Как-то раз, когда мы гуляли, Вова вдруг остановился, отстал от меня. Обернувшись, я увидел, что он стоит, подняв ручонки к небу, и лепечет: «Деда, деда...» Я испугался: «Что ты, Вов, дедушка умер». Но Вова улыбался и опять показывал вверх. Как будто он своими чистыми детскими глазками видел то, что было закрыто от взрослого мира. Вскоре после этого братик заболел.
С врачами было плохо, детская смертность в деревнях была очень высокой. Бывало, что причин смерти не знали. Возможно, это была сильная простуда или воспаление лёгких. Он очень быстро исхудал. Я на цыпочках подходил к кроватке, а от его маленького тельца шёл сильный жар, и сам он был горячий. Видимо, он страдал. Но, глядя на меня, с трудом сдерживающего рыдания, он шептал запёкшимися губами: «Лё-ва, За-и-ка» и шарил ручонками в кровати, чтобы протянуть мне свой последний подарок. Мне было очень жалко моего Вову.

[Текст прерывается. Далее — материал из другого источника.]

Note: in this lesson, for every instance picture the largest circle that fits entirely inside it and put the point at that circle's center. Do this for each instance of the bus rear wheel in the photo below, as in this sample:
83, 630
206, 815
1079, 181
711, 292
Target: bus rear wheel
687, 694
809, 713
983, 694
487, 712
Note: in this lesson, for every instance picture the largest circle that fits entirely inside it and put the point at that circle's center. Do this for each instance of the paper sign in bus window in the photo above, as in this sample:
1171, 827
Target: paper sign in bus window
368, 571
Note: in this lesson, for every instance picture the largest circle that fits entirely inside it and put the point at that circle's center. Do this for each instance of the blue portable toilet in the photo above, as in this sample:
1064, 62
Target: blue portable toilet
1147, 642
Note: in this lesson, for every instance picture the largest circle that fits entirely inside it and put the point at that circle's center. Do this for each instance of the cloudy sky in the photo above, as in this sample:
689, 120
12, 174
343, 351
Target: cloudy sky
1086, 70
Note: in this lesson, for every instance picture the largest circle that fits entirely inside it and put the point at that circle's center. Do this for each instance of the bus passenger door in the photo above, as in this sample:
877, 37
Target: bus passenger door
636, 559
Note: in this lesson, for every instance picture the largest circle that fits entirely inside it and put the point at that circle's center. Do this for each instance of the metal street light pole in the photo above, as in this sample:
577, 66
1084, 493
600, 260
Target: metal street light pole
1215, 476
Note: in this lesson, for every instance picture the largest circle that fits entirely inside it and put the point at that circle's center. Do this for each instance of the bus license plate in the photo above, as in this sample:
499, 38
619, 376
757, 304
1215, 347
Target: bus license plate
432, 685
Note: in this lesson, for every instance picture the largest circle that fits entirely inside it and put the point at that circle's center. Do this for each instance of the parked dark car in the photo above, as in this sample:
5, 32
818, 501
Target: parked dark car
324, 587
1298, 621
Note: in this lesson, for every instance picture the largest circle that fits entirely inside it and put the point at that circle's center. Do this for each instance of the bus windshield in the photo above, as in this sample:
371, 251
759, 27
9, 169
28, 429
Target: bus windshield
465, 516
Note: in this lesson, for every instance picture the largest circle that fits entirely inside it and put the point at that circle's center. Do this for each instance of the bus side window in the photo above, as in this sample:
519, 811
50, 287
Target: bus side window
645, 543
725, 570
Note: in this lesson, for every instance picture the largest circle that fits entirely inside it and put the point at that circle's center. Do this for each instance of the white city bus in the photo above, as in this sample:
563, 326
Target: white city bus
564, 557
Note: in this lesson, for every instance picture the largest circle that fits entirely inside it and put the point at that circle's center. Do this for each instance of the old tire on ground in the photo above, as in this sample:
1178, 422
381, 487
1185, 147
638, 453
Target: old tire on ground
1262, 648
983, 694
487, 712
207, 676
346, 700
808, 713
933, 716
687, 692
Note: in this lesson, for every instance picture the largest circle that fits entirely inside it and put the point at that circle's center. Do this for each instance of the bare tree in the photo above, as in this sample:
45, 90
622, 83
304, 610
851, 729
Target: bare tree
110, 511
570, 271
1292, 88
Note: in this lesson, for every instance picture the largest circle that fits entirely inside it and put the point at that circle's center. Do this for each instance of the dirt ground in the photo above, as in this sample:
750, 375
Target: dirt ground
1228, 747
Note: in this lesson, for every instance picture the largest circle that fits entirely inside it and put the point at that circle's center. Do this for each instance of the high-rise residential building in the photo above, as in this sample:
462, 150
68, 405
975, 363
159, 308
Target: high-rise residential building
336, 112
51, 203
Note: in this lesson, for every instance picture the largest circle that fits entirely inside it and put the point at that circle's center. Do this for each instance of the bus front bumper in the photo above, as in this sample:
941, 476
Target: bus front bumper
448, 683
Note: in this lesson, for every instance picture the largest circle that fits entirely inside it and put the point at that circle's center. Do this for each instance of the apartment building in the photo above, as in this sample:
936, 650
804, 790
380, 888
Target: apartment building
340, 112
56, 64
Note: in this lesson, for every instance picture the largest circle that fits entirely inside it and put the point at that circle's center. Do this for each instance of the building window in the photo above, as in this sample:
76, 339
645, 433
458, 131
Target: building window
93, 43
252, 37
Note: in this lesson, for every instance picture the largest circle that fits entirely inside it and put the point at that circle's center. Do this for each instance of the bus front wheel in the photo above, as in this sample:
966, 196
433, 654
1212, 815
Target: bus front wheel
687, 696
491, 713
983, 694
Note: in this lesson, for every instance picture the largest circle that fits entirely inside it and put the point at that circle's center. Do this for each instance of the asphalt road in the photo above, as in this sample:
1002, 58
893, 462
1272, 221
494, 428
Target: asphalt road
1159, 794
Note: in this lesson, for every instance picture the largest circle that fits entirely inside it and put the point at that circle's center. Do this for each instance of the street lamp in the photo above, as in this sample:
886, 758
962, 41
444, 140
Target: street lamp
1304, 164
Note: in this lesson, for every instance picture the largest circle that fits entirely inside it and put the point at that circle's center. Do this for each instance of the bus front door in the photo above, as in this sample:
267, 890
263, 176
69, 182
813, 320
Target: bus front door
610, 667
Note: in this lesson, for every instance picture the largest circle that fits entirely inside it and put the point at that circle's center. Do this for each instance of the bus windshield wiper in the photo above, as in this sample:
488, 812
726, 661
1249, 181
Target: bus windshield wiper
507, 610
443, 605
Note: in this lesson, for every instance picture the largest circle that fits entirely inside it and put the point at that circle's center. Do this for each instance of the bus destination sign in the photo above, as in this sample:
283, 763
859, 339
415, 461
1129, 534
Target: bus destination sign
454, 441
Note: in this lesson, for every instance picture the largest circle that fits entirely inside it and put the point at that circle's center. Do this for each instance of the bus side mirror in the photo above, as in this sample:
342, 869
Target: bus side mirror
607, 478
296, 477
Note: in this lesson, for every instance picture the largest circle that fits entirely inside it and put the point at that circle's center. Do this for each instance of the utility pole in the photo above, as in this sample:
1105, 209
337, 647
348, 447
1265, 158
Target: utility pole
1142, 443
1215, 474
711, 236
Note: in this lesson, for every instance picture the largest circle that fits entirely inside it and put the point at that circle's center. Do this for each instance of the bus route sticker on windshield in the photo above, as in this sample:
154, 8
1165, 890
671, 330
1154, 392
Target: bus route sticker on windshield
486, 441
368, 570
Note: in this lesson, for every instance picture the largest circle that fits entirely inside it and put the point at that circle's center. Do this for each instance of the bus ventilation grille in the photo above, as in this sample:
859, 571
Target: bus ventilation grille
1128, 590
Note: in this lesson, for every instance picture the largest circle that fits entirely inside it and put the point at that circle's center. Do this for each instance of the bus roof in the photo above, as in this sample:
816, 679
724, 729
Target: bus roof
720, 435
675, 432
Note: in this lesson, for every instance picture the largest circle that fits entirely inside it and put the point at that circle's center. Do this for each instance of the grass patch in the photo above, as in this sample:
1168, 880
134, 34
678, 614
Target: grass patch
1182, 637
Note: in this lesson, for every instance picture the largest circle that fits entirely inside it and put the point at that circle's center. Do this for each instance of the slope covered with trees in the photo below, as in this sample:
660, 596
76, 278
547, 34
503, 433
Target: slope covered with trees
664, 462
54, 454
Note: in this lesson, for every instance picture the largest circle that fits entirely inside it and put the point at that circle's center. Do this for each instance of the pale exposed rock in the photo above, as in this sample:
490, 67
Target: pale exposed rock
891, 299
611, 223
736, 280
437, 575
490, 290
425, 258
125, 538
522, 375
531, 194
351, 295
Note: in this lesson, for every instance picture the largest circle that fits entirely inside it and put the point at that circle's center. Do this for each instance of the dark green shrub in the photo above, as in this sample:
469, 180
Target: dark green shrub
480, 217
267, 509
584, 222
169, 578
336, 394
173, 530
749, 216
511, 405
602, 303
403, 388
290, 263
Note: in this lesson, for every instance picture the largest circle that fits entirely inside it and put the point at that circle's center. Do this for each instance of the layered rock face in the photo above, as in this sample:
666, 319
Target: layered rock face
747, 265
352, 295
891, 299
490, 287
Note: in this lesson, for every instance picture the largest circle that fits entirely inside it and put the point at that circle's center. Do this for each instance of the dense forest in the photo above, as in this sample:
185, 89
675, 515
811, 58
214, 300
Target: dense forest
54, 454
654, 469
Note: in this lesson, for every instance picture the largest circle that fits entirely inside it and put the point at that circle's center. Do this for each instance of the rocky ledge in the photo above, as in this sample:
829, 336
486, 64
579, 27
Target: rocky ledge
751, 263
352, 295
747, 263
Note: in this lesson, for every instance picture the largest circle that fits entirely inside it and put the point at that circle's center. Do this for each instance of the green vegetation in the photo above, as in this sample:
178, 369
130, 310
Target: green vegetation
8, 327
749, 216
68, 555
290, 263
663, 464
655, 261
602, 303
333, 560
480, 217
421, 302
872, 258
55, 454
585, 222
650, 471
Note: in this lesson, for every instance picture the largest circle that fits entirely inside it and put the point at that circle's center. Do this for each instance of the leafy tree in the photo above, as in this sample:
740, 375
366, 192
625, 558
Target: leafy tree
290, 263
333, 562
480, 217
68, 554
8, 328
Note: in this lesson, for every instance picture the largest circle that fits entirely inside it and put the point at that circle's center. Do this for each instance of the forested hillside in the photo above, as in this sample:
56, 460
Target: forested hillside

Я даже сердился на деда и после смерти Вовы, выйдя на улицу, один, в темноте, подняв голову к небу, рыдал, глядя на далёкие, бесчувственные звёзды. Я почти кричал, глотая горячие солёные слёзы, обращаясь то ли к Богу, то ли к дедушке: «Это ты забрал его?! Зачем?! Он нам здесь, здесь был нужен! Здесь!»
Я долго берёг его тряпичного «за-и-ку», который на самом деле и на зайца-то был не похож. Став старше, я увидел магазинные игрушки, плюшевых зайцев и львов. Я помню, как первый раз стоял в магазине детской игрушки и думал, как рад был бы Вова увидеть этот детский рай. И я с трудом сдерживался, чтобы не заплакать, вспоминая, как он, страдая и умирая, утешал меня, своего старшего брата, протягивая мне свои тряпичные сокровища.
А в ту страшную для меня ночь его смерти я уснул на сеновале в слезах и в тонком сне видел братика. Он утешал меня и гладил по голове своей маленькой ручонкой. И от него исходили свет и доброта. А рядом с ним был кто-то большой и сияющий, я был уверен, что это ангел. Я проснулся утешенный. На душе—легко и чисто. С тех самых пор, когда становилось особенно тяжело или когда жизненные обстоятельства оказывались невыносимыми, я всегда чувствовал, словно нахожусь в огромной руке, которая ведёт меня сквозь все беды. Думаю, что это Господь. И молитвы моего Вовы.
Моя учёба
Жизнь продолжалась. Я учился. Наш милый учитель Андрей Панкратович учил нас писать статьи в газеты, писать деловые бумаги, готовить короткие устные выступления, много мы учили стихов наизусть. Многое рассказывал он нам сверх программы, того, что не было в учебниках. В последний день занятий начальной школы пошли мы с ним на окраину, с которой было видно поля, леса, пригорки и всё наше село.
Я смотрел вдаль, и сердечко трепетало: что там впереди? Жизнь казалась бесконечной и очень интересной, как непрочитанная книга о приключениях, какую брал я в школьной библиотеке,—дух перехватывало, как будто это я скачу по диким прериям, спасаясь от погони. Или ищу сокровища на затонувшем корабле.